There are 2 types of criminal matters which appear before the criminal courts in Thailand. The first would be a case where the public prosecutor has accused the defendant of criminal activity. The second type of case is one where it arises from the civil lawsuit.
In terms of Section 39 of the Thai Constitution B.E.2550 (2007), the defendant is innocent until proven guilty. The first part after an arrest is that you should have the ability to apply for provisional release. In the West this would be called applying for bail. Section 108/1 of the Criminal Procedure Code there are limitations on bail or provisional release. Under this provision the courts can deny bail if they believe that the defendant will leave the country or tamper with evidence or cause other difficulties.
On request for provisional release the court will either decide to allow or not allow the release. In terms of Rule 8 of the Official Practice for Judicial Judges governing Provisional Release of 2005 the court may also place conditions to the provisional release such as report to court at a certain time. This would also be the same in the West where you may be required to report to the police once a week.
With foreigners the court would have to ensure that the person cannot leave the country. The court may decide to hold the persons passport but this comes down to the court itself. Much the decision lays in what the foreigner has been accused of. Drugs would be a major crime especially trafficking. Getting bail for those types of crimes would be very difficult. Normally the court would want your passport as well as money large enough to ensure that you return to court.
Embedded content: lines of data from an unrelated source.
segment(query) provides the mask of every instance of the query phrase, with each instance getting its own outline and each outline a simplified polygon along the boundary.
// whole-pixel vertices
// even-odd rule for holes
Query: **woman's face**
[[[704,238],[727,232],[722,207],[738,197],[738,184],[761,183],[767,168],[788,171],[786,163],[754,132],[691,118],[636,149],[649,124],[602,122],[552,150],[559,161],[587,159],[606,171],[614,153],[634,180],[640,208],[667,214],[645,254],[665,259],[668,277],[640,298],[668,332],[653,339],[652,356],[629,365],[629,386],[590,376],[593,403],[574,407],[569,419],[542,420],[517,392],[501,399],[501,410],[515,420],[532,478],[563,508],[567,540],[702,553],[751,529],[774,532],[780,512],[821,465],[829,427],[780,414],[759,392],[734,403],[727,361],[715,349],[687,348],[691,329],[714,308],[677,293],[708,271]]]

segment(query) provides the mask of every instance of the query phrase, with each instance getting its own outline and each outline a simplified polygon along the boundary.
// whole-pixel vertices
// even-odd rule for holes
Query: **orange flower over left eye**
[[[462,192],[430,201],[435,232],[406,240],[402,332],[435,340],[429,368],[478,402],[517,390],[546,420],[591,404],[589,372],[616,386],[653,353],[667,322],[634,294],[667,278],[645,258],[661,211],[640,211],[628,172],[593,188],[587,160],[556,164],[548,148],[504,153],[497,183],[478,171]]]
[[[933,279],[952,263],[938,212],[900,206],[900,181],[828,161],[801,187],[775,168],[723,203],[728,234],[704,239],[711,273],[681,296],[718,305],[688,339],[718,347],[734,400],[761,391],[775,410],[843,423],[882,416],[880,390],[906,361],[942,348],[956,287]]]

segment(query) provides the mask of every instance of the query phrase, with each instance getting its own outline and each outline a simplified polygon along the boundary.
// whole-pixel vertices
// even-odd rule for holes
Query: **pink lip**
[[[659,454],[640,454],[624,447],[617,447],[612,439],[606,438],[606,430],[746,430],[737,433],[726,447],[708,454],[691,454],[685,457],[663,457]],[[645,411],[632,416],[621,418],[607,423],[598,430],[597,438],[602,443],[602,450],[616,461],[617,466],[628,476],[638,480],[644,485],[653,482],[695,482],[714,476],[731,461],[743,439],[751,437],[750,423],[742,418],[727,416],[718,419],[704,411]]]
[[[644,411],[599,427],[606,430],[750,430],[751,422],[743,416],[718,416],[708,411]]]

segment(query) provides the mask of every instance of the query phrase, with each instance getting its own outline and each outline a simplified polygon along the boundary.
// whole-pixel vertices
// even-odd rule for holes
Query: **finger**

The court order will be sent to Thai immigration to ensure that you cannot leave. If however you are a businessman you might be allowed to leave the country to continue doing business while the court proceeds. This is to ensure that when you need to leave that each time you leave the country you don’t need the court to give you permission to leave. This would make business near impossible to do.
The criminal courts in Thailand would need the defendant to be in court during the trial. However, the trial can be conducted in the absence of the defendant in court. The legal process in Thailand is conducted in the Thai language and as a foreigner their presence in court would not normally be needed as they will not understand the process or the arguments. The necessity to be in court would thus be minimal unless the defendant’s presence in court is ordered by the judged. Without the court’s order, the presence of your attorney will be enough to ensure that you have received a fair trial.
Never sign any documents which may be handed to you after you have been arrested. This will normally be in the Thai language and you will need to have legal representation to explain to you what is being signed. It is very costly and difficult to correct these signed agreements later as it might be an admission of guilt or something else. You do have the right to legal counsel so ensure that you make use of that right.